Just ordered my D3 today, so it should be here by monday or tuesday from big red. I've had OG, D2, and now D3. Lookin forward to gettin development started on this sweet device! time to PWN w 2nd Init! #ROOTZFTW


----------



## woodyman (Jul 9, 2011)

I'll keep you in mind man once development starts


----------



## AndroidSims (Jun 7, 2011)

Just ordered mine. I will have it on Wednesday, ready to get development going on this too.

Sent from my DROIDX using Tapatalk


----------



## RigWig (Jun 10, 2011)

Just got mine today! the hardware is beautiful, but blur is still something to be desired, honestly at the moment my D2 on cm7 runs nicer. But I'm all for testing once some devs get started on it.


----------



## AndroidSims (Jun 7, 2011)

RigWig said:


> Just got mine today! the hardware is beautiful, but blur is still something to be desired, honestly at the moment my D2 on cm7 runs nicer. But I'm all for testing once some devs get started on it.

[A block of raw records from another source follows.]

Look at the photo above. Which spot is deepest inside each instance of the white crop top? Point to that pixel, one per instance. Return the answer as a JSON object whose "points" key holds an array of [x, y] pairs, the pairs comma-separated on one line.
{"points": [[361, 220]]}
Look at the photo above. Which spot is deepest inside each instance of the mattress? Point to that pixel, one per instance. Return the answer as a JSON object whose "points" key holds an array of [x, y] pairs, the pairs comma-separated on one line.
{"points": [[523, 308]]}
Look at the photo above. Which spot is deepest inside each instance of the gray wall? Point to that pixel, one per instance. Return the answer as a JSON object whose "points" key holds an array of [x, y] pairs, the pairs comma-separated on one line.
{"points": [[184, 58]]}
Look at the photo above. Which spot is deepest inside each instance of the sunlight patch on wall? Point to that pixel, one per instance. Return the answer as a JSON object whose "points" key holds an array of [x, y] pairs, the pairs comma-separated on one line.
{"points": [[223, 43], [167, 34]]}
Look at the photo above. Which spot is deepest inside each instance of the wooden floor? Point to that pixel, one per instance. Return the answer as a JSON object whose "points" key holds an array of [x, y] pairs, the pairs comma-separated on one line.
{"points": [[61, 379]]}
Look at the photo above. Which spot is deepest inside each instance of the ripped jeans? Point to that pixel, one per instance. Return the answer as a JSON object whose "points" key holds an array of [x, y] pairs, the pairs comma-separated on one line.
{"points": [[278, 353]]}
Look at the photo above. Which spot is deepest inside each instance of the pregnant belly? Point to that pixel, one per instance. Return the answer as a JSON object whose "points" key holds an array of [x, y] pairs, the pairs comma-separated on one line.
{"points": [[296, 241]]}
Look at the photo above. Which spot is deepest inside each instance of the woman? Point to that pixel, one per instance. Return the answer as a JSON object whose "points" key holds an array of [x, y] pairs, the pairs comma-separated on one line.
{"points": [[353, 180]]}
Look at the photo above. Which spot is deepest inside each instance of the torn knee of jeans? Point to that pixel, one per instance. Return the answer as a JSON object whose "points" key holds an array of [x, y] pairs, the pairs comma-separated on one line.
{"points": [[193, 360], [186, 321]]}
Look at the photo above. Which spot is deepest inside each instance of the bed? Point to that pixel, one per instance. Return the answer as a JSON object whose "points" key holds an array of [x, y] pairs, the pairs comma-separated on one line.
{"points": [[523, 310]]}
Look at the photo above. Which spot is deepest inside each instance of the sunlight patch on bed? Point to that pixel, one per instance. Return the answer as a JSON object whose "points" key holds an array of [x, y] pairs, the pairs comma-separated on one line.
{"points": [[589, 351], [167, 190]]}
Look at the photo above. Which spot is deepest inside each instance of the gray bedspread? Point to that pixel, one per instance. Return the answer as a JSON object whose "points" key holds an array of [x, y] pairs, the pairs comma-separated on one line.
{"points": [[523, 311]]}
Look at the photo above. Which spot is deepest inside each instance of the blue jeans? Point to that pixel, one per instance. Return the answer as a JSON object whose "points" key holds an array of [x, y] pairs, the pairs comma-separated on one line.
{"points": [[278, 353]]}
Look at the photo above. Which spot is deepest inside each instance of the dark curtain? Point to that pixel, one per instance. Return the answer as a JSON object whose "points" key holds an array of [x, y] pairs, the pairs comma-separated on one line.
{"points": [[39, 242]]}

You need to give the phone time to set up files and caches. As much as benchmarks mean squat, D3 got some pretty impressive Quadrant scores for a non-rooted/ROM'd device. ~2000


----------



## androidphan88 (Jun 15, 2011)

I should have my d3 wednesday, I am all for helping test roms or whatever is need to start getting some custom roms going for the d3


----------



## RigWig (Jun 10, 2011)

RigWig said:


> Just got mine today! the hardware is beautiful, but blur is still something to be desired, honestly at the moment my D2 on cm7 runs nicer. But I'm all for testing once some devs get started on it.


Granted, the new blur IS much better than that of the past, and I could probably live it. The main thing that bugs me is the bloat. Ran a qadrant score and got 2234, which beats my d2 at the moment, though not by much.


----------